Total inflow of foreign investment in the country aggregated to 455 million dollars in the July-Sept quarter.
Reluctance from investors was evident in the first quarter, as the inflow of Foreign Private Investment (FPI) decreased by a mammoth 67.5 percent. Pakistan has alarmingly received only $67.7 million worth of foreign private investment in July-Sept 2010, as compared to an investment worth $208.2 million during the corresponding period of last fiscal.
The foreign direct investment (FDI), however, reflected a slight decline of 9.5 percent and settled at $387.4 million as against $428 million received in the comparable period of previous fiscal.
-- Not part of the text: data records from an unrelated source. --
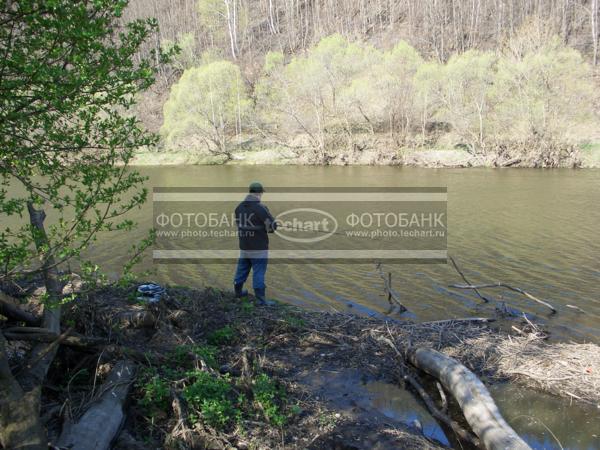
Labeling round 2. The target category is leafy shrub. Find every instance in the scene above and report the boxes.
[139,375,170,417]
[252,373,286,427]
[183,371,241,428]
[206,325,237,346]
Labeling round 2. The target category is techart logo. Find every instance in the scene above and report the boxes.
[275,208,338,243]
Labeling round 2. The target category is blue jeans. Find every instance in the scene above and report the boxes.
[233,257,268,290]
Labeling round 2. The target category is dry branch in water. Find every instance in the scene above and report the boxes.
[376,263,408,313]
[448,256,490,303]
[450,281,557,314]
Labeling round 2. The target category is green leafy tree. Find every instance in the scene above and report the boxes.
[0,0,171,449]
[418,50,497,152]
[257,34,377,162]
[494,37,595,144]
[161,61,251,156]
[161,33,200,71]
[344,41,423,141]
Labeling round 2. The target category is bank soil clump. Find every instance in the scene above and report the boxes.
[0,286,600,449]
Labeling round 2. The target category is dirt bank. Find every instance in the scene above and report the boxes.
[5,286,600,449]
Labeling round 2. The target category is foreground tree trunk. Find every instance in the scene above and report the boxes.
[409,348,531,450]
[57,361,135,450]
[0,203,62,450]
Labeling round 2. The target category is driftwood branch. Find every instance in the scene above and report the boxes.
[450,281,557,314]
[378,328,479,447]
[449,256,490,303]
[0,332,48,450]
[57,360,135,450]
[376,263,408,313]
[419,317,496,325]
[0,291,41,325]
[408,348,531,450]
[4,327,108,348]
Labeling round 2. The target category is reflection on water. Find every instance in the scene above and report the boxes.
[79,166,600,449]
[301,370,600,450]
[86,166,600,342]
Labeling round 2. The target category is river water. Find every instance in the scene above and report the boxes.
[86,166,600,449]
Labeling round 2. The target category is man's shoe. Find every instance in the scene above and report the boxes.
[233,284,248,298]
[254,289,275,306]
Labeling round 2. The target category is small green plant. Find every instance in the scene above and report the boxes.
[206,325,237,346]
[242,299,256,314]
[139,375,169,417]
[183,371,241,429]
[192,345,219,369]
[284,315,306,329]
[252,373,286,427]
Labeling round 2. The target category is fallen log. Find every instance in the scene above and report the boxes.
[0,332,48,450]
[56,360,135,450]
[408,348,531,450]
[4,327,108,348]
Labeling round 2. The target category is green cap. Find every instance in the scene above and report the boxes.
[248,181,265,194]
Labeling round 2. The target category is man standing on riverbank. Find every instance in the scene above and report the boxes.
[233,182,277,305]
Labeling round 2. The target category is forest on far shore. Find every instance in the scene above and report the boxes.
[124,0,600,166]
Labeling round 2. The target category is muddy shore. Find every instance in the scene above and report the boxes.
[5,285,600,449]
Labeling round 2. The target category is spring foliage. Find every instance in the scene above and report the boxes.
[0,0,168,280]
[162,61,250,152]
[163,34,594,158]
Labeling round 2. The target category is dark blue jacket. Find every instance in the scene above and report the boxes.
[235,194,277,250]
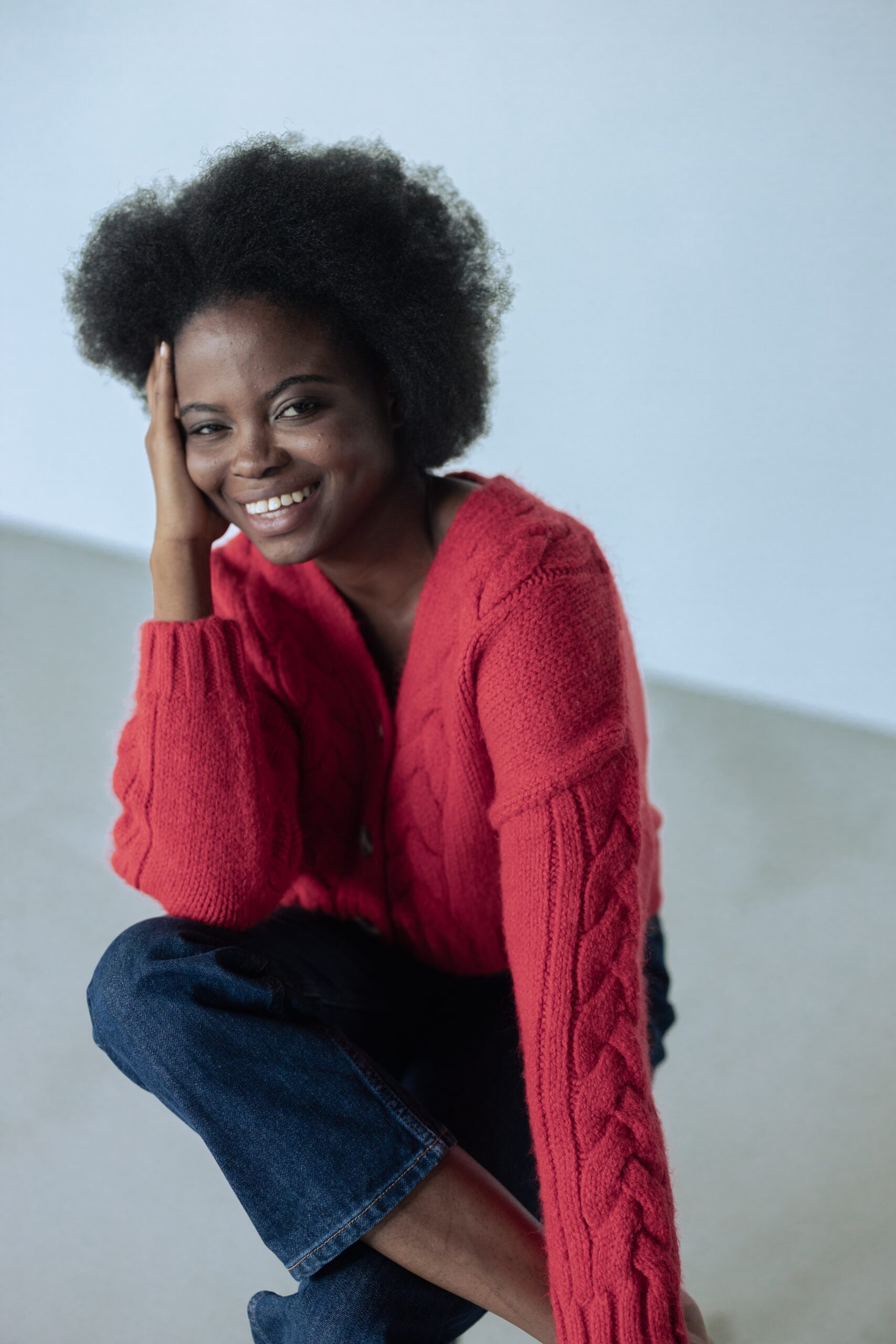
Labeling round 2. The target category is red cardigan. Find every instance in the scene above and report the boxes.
[110,470,687,1344]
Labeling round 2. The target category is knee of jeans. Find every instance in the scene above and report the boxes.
[86,915,181,1047]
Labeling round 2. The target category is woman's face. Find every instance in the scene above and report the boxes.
[173,298,400,564]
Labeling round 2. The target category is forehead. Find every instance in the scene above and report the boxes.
[175,298,341,376]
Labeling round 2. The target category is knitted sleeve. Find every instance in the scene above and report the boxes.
[109,615,302,929]
[476,561,687,1344]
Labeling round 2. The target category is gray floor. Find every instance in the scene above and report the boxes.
[0,530,896,1344]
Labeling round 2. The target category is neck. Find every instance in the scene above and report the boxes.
[314,468,442,617]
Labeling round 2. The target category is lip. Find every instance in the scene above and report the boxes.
[239,481,324,536]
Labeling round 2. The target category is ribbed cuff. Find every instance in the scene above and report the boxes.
[137,615,248,700]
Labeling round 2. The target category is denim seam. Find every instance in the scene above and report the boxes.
[319,1022,449,1150]
[286,1129,447,1273]
[248,1293,271,1344]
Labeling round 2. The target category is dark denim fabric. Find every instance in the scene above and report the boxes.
[87,907,676,1344]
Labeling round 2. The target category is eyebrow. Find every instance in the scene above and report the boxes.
[180,374,336,415]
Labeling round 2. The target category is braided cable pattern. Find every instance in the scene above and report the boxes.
[500,763,687,1344]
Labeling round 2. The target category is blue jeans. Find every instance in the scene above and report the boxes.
[87,907,676,1344]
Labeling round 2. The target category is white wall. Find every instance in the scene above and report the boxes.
[0,0,896,730]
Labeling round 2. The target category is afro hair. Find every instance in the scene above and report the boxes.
[63,132,513,469]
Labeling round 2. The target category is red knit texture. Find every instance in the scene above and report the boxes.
[109,470,688,1344]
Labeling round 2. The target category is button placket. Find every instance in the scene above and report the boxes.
[357,821,373,859]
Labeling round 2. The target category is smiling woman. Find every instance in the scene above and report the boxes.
[67,137,707,1344]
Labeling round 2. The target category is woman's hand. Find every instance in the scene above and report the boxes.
[681,1287,712,1344]
[145,341,230,550]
Total foreign investment in the country amounted to $455 million witnessing a decline of 28 per cent, while investment worth $636 million was received during the same quarter of the last fiscal.
To add to the worries, investment coming from the developed nations declined by 50 percent, as only $244 million flew to Pakistan in the first quarter as compared to $484 million in last year. However, there was growth in the investment from developing countries, as an increase of 185 percent was seen.
The unwillingness of investors to expand business in Pakistan is understandable as the country is currently suffering from major crises like war on terror, political tug of war between the political parties, bomb blasts and floods.